Kata Fadli, bagi pihaknya, soal KLB di Asmat dan dana otsus adalah dua hal berbeda.
Sekedar informasi, kata dia, berdasar data World Bank, 37 persen anak Indonesia memang mengalami malnutrisi, dan menjadi salah satu negara terburuk di dunia. Artinya, malnutrisi itu tak hanya terjadi di Asmat, namun juga di wilayah lain termasuk Jakarta.
“Jadi yang di Asmat hanya yang tampak, sebuah fenomena gunung es masalah sejenis di Indonesia,” kata Fadli, Sabtu (3/2).
Data World Bank itu sudah diakui oleh Kementerian Sosial, kata Fadli. Karena malnutrisi, maka anak di Asmat mudah terserang penyakit, termasuk campak. Fadli mengaku sudah bertanya kepada Kementerian Kesehatan dan ada pengakuan bahwa campak sebenarnya penyakit ringan dan seharusnya tak pernah muncul lagi di jaman ini.
“Tapi kok bisa muncul dan ada korban jiwa? Jadi ada atau tidak ada dana otsus Papua, masalah ini sebenarnya tak boleh terjadi. Ini soal vaksinasi, sanitasi, kebersihan, dan gizi,” kata dia.
Walau demikian, diakui dia juga bahwa soal dana otsus memang perlu juga diperhatikan. Sejak UU Otsus Papua disahkan pada 2001, sudah ada dana lebih dari Rp 60 triliun yang digelontorkan Pemerintahan Pusat ke Papua. Tahun lalu, angkanya adalah Rp5,6 triliun.
Kata Fadli, penggunaan dana otsus itu memang perlu dievaluasi, dan itu adalah domain pemerintah untuk mengerjakannya. Semisal, sebenarnya salah satu amanat UU Otsus adalah dibuatnya peraturan daerah khusus (perdassus) soal dana otsus. Namun sampai sekarang itu tak pernah ada.
“Kami sudah usul beberapa kementerian terkait mengatur penggunaan dana otsus. Sekarang dananya ada yang dibagi di pusat sekian persen, di kabupaten kota ada sekian persen. Belum ada standar penggunaan dana otsus,” jelasnya.

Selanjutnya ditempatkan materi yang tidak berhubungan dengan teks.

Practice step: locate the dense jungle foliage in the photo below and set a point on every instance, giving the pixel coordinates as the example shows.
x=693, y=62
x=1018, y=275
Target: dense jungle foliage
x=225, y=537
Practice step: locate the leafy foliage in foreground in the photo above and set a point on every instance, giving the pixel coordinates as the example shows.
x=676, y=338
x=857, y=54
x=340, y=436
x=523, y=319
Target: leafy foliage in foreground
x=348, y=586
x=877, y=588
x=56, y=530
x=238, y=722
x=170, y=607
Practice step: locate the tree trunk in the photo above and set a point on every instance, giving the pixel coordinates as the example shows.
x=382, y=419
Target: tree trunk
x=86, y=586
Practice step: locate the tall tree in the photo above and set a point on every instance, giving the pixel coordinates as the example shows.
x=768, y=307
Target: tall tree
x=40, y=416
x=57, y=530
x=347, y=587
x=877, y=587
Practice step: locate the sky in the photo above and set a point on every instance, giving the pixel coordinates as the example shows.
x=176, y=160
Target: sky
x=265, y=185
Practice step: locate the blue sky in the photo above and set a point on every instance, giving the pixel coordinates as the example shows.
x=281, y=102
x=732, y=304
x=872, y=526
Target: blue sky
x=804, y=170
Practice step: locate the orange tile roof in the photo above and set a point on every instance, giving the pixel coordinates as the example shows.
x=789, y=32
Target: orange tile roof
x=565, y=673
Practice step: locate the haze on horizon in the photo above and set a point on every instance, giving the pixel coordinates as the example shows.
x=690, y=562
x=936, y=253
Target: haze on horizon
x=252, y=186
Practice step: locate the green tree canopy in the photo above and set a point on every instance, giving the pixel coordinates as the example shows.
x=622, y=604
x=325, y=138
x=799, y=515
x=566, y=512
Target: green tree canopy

“Belum lagi soal efektivitasnya, apakah tepat sasaran, dan sebagainya. Ini harus dibuat standarnya.”
Tim Pengawas Otsus Papua di DPR sudah banyak mengusulkan langkah ke pemerintah, namun eksekusi tak kelihatan. Kata dia, domain utama DPR adalah legislasi, dan sudah mengusulkan adanya revisi UU Otsus supaya memperbaiki praktik yang kini berlangsung. Tapi pemerintah belum mau karena belum siap.
“Kita sudah usulkan selama dua tahun ini. Pemerintah yang belum siap,” kata Fadli Zon.